- Nie będzie stałych baz NATO w Polsce, ale żołnierze będą - mówił w "Jeden na jeden" minister spraw zagranicznych Witold Waszczykowski.
Waszczykowski podczas niedawnej wizyty w USA spotkał się m.in. z sekretarzem stanu USA Johnem Kerrym. Jak mówił, znaczna część rozmowy poświęcona była bezpieczeństwu Polski i temu, w jaki sposób NATO rozlokuje dodatkowe oddziały na terenie Polski.
Waszczykowski tłumaczył, że "dokumenty, które zostały podjęte na spotkaniu ministrów obrony NATO, pokazują jasno, w którym kierunku powinien iść Sojusz".
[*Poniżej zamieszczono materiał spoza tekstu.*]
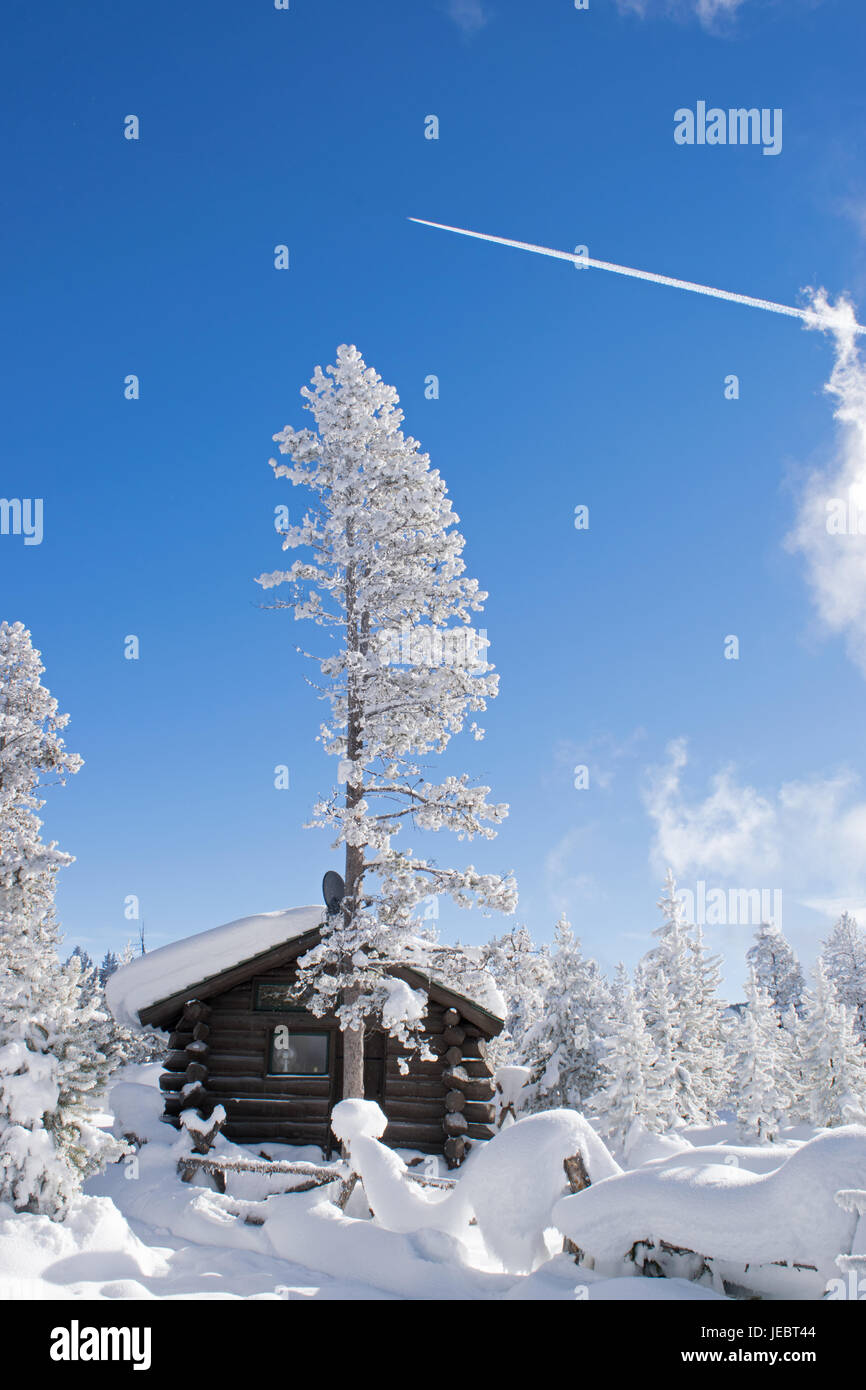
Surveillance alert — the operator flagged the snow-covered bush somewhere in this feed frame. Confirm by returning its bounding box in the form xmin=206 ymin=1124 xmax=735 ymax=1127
xmin=0 ymin=623 xmax=122 ymax=1218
- Zostały przekazane zlecenia dla głównodowodzącego siłami NATO gen. Phillipa Breedlove’a, aby opracował obecność. Dokumenty mówią o potrzebie obecności wojskowej na terenie wschodniej flanki. Charakter obecności będzie wyjaśniony i opracowany przez wojsko - mówił.
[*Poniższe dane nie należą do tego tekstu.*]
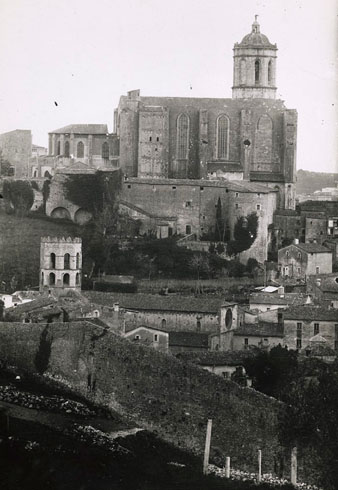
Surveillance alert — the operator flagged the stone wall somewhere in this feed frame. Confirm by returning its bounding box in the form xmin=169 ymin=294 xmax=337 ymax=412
xmin=0 ymin=322 xmax=280 ymax=471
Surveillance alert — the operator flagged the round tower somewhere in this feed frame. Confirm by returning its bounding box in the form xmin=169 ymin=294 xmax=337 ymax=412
xmin=40 ymin=236 xmax=82 ymax=292
xmin=232 ymin=15 xmax=277 ymax=99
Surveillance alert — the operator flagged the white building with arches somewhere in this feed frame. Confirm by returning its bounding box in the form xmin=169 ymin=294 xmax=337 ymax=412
xmin=40 ymin=236 xmax=82 ymax=293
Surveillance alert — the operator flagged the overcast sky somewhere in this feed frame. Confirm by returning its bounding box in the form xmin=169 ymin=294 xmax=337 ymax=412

Waszczykowski tłumaczył, że w Polsce nie będzie stałych baz NATO, ale będą żołnierze. - Rzeczywiście nie będzie się to nazywało stałymi bazami, no ale stała obecność, przecież w ziemiankach ci żołnierze mieszkać nie będą - powiedział szef MSZ.
Zaznaczył, że nie wiadomo ile dokładnie żołnierzy mogłoby trafić do naszego kraju. - To jest przedmiotem ustalenia. W przypadku dużych ćwiczeń, które będą bardzo często opracowywane to może być od kilkunastu nawet do kilkudziesięciu tysięcy. Natomiast poza ćwiczeniami będzie zagwarantowana stała obecność pododdziałów NATO - komentował.